Medvedev’in Uyarıları ve Kissinger’a Atıf
Medvedev, Rus haber ajansı Tass'a göre, eski ABD Dışişleri Bakanı Henry Kissinger’ın Ukrayna'nın NATO'ya kabul edilmesi yönündeki görüşlerini eleştirerek, “Bazı vaatlerle Üçüncü Dünya Savaşı ihtimali arasında seçim yapmak oldukça açık” dedi. Bu ifadeler, Rusya'nın Ukrayna'nın NATO'ya katılımına dair ciddi endişelerini bir kez daha ortaya koyuyor.

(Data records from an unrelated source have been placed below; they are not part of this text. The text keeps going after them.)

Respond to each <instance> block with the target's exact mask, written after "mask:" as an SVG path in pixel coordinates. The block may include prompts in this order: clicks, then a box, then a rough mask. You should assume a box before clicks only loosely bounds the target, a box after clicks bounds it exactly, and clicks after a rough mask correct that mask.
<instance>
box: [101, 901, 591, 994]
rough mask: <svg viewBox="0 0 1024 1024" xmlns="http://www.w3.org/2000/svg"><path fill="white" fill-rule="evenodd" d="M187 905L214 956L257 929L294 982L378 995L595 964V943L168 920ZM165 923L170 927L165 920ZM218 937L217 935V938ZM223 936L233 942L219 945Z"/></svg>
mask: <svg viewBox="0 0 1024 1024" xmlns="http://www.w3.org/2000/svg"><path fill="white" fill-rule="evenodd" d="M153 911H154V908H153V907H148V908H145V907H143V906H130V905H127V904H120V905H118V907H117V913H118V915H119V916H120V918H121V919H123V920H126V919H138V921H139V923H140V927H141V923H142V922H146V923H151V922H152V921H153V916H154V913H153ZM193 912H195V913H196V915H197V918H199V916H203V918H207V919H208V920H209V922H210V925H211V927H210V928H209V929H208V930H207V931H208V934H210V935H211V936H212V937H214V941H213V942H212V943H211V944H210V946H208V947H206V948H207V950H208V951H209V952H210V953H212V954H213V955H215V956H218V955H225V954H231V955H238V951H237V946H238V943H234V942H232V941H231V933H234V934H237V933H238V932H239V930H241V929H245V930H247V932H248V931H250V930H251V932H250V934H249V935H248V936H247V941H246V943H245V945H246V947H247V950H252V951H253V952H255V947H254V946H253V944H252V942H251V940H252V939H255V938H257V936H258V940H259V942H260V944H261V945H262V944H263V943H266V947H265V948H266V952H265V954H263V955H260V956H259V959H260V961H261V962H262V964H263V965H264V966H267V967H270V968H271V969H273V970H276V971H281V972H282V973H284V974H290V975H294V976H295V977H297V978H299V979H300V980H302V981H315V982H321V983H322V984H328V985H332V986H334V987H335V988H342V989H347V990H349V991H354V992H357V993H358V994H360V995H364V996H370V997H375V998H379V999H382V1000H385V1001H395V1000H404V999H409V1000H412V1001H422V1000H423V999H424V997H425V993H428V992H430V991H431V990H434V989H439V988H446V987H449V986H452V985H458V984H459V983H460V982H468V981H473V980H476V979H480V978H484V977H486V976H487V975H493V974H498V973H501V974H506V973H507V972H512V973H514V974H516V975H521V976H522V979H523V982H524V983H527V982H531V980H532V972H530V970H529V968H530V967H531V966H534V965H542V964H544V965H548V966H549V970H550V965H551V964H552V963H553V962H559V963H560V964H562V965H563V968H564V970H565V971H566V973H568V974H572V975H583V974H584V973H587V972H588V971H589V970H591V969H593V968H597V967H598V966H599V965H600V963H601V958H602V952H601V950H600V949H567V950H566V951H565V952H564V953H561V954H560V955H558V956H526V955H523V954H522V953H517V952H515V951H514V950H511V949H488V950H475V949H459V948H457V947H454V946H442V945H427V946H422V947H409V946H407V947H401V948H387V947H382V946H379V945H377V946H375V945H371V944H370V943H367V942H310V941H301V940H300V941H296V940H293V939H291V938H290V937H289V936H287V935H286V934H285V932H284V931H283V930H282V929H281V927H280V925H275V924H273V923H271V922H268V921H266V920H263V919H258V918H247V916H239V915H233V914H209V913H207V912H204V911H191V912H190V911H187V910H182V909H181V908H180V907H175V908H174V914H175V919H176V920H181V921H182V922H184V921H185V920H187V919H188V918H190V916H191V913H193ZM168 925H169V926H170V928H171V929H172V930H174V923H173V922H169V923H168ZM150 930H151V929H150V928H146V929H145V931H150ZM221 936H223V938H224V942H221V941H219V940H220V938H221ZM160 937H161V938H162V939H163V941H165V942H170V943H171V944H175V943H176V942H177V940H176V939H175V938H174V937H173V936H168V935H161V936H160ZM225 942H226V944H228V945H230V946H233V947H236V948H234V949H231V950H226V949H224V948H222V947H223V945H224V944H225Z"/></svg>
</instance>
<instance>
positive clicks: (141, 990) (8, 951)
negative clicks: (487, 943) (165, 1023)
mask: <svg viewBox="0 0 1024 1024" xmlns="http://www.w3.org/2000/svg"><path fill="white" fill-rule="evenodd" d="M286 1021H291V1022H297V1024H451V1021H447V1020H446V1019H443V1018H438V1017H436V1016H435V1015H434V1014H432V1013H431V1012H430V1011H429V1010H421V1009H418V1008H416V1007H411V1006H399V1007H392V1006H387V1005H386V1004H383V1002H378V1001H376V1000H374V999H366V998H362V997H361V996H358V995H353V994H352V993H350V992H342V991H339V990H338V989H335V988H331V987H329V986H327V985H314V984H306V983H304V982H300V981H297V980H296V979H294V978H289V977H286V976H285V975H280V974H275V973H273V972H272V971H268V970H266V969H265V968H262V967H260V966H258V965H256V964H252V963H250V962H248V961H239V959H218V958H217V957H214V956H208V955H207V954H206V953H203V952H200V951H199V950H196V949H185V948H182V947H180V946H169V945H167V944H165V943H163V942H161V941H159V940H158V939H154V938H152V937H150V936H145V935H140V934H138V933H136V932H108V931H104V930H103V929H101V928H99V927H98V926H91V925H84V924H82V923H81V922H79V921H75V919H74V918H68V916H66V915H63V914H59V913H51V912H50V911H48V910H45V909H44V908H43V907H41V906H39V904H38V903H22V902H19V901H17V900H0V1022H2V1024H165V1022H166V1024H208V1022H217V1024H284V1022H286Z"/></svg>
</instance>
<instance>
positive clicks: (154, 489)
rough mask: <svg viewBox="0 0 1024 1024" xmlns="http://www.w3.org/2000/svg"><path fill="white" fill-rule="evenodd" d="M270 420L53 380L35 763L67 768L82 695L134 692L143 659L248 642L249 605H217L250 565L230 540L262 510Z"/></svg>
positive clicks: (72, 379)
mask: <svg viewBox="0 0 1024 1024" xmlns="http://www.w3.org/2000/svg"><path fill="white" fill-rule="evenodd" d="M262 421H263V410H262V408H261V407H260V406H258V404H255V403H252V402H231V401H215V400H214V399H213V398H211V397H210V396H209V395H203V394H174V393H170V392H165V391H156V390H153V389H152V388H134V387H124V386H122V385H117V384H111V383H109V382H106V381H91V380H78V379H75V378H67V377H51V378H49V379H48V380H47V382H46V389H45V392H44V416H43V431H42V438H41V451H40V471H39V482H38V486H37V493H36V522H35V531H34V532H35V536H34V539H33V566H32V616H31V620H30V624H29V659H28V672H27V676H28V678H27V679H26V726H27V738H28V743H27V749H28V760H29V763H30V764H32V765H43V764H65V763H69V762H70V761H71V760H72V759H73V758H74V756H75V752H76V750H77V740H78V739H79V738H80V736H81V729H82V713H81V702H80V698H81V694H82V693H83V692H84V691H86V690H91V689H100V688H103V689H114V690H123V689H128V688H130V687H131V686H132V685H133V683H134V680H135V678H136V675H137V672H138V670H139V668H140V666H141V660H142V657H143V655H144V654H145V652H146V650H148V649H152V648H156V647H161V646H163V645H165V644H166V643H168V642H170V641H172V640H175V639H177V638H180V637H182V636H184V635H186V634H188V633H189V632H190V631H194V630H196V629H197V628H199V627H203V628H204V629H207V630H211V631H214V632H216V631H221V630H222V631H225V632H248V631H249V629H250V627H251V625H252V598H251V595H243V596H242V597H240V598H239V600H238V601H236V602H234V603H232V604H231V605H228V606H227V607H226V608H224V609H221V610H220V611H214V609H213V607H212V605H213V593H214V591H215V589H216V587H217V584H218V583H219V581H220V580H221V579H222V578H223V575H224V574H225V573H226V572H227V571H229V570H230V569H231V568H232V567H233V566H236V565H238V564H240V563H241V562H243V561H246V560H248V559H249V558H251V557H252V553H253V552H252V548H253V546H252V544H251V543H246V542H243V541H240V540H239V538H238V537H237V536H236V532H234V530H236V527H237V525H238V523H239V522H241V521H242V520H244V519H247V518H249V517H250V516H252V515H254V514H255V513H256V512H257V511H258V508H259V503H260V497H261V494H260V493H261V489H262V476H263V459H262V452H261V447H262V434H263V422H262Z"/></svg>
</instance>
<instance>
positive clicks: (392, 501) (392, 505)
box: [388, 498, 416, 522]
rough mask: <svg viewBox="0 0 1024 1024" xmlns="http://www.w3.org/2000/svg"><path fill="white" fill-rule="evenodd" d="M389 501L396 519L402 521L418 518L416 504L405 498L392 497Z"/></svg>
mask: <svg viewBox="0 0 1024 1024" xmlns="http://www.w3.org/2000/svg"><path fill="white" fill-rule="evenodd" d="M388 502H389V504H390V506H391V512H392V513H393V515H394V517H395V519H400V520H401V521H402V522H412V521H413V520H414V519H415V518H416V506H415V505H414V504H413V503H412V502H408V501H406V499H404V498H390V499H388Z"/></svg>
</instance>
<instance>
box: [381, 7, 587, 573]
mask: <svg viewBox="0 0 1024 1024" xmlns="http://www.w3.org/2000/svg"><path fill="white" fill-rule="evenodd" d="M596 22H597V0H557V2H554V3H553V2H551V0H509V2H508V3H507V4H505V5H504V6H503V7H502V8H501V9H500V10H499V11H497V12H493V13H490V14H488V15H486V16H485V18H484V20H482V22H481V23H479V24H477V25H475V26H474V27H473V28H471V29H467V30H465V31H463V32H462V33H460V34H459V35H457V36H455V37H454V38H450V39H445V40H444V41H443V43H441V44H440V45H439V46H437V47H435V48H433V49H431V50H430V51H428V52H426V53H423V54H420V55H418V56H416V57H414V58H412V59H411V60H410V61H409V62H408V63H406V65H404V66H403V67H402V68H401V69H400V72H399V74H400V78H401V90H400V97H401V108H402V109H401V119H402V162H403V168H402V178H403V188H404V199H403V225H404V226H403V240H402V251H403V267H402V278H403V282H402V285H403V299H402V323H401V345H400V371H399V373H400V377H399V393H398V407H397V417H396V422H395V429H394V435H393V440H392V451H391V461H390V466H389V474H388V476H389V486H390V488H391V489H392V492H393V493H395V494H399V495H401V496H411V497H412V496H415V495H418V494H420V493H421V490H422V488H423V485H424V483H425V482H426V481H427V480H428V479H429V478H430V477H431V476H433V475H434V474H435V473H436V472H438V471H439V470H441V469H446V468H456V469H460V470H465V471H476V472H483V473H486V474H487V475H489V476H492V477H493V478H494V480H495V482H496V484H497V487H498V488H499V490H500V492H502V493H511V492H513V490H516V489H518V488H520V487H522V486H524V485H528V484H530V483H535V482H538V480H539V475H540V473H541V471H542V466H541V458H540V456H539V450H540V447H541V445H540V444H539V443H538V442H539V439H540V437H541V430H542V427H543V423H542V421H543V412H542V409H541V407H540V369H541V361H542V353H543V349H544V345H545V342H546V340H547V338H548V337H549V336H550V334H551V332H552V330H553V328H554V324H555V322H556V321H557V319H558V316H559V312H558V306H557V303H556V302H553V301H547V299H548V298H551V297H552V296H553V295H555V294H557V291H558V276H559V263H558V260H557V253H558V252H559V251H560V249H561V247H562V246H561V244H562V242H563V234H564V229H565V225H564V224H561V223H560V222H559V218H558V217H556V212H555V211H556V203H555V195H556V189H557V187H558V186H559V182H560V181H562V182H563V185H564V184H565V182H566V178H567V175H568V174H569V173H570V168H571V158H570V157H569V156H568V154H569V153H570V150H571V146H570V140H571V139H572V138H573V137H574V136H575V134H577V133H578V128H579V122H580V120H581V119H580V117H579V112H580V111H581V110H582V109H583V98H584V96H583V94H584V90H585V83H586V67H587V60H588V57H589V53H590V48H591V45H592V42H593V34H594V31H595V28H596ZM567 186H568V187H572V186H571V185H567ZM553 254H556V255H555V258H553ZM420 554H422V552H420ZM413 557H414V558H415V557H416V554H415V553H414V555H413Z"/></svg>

Ukrayna’nın NATO Üyeliği Hedefi ve Batı’yla Artan Gerilim
Ukrayna, Rusya tehdidine karşı NATO'ya katılmayı ve Başkan Joe Biden döneminde bir davet almayı hedefliyor. Ekim ayında Ukrayna'nın NATO elçisi Nataliia Galibarenko da bu hedeflerini doğruladı. Ancak, Rusya, NATO’nun genişlemesini kendi güvenliği açısından bir tehdit olarak görüyor ve Ukrayna’nın üyeliğinin yeni bir savaşa neden olabileceği uyarısında bulunuyor.
Kuzey Kore’nin Müdahalesi ve NATO’nun Tepkisi
Medvedev'in uyarılarına ek olarak NATO, Ukrayna'da konuşlandırıldığı iddia edilen Kuzey Kore askerlerinin varlığına ilişkin endişelerini artırdı. NATO Genel Sekreteri Mark Rutte, bu hareketin “önemli bir tırmanış” olduğunu söylerken, Litvanya Cumhurbaşkanı Gitanas Nausėda, NATO ülkelerinin Ukrayna’yı daha fazla askeri destekle güçlendirmesi gerektiğini belirtti.
ABD’nin Tavrı ve Medvedev’in Tehditleri
ABD, Ukrayna'ya en çok silah yardımı yapan ülke olmasına rağmen, Rusya’yla doğrudan çatışmayı tetiklememek adına silahların Rusya topraklarına yönelik saldırılarda kullanılmasını yasaklıyor. Ancak Medvedev’in tehditleri, Kremlin'in Ukrayna üzerinden Batı ile çatışmayı derinleştirme riskini sürdürdüğünü gösteriyor.
Rusya ve Batı arasındaki bu gerginliklerin Üçüncü Dünya Savaşı ihtimalini artırabileceği endişesi, uluslararası kamuoyunda tedirginlik yaratmaya devam ediyor.